Draußen ein Trillerpfiff. »Aha, Kommissar Bechert«, meinte Harst. »Holen Sie ihn herein, Schraut.«

Der Kriminalkommissar raunte mir schon im Flur zu: »Der Gärtner hat alles gestanden. Nun ist die Bande geliefert!«

Bechert warf einen langen Blick auf den Daliegenden.

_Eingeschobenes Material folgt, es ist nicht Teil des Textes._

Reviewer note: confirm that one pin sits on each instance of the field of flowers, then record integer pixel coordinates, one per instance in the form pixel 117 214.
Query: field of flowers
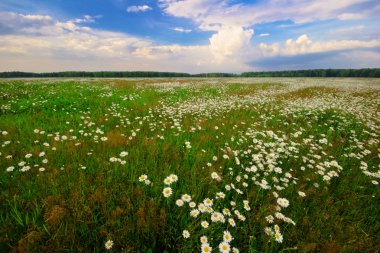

»Schade, dass die Folter abgeschafft ist«, sagte er zu ihm voller Abscheu. »Sie hätten sie verdient, Sie Bestie in Menschengestalt! Sie heißen in Wirklichkeit Paul Melzer, waren Arzt in Keetmannshoop, wurden wegen allerlei Betrügereien eingesperrt, entwarfen dann den Plan, sich des großen Vermögens der Malwacks zu bemächtigen, dangen sich drei ebenso verdammte Existenzen zu Verbündeten, rüsteten sie mit Giften aus, schickten sie hierher und ließen durch den jetzigen Diener erst den alten Baron und dann das Ehepaar beseitigen. Einzelheiten will ich mir jetzt schenken. Sie kannten den Baron Gisbert persönlich, wussten auch, dass er hier Vormund werden sollte. Als er nach Deutschland abreisen wollte, haben Sie ihn in Kapstadt ermordet, ihm sein Geld, seine Papiere abgenommen, haben sich als Baron ausgegeben, konnten es auch ganz ruhig, da dieser seit zwanzig Jahren dauernd in Transvaal gelebt hatte und weil eine entfernte Ähnlichkeit mit ihm diesen Betrug erleichterte. Die ältere Baronesse haben Sie mit eigener Hand im Badehäuschen der Friedrichsburg ertränkt, den jungen Baron, den Studenten, durch Cholerabazillen hingemordet, Baronesse Thora sollten die Hunde zerfleischen, und ihren Verlobten sollte gestern der Gärtner vergiften. Auch darin stimmt Herrn Harsts Vermutung, dass Sie Thora von Malwack das Tetanusgift in die Wunden bringen wollten, damit sie an Wundstarrkrampf eingehe. Jeder von Ihnen hat gemordet oder zu morden versucht, nur des Dieners Frau, die Köchin noch nicht. Aber auch sie sollte gleich schuldig werden und später die Jüngste der Schwestern irgendwie den anderen folgen lassen. Um diesen Morden ein abergläubisches Mäntelchen umzuhängen, erfanden Sie die Geschichte vom Fluch des Geschlechts derer von Malwack. So, nun wird die Welt von Ihnen befreit werden – endlich, und das haben wir nur Harald Harst zu verdanken. Ein verbrecherisches Genie wie Sie konnte auch nur durch ein Genie entlarvt werden.«

Harst und ich gingen durch die stillen, friedlichen Straßen Wannsees heim zu unserem Sommerquartier.

Und Harst sagte: »Bechert hat recht: Der Mensch war ein Genie in seiner Art. Wer wäre wohl so leicht auf die Idee gekommen, die Bulldoggen als Mörder zu benutzen?«

Dann rauchte er seine Mirakulum weiter.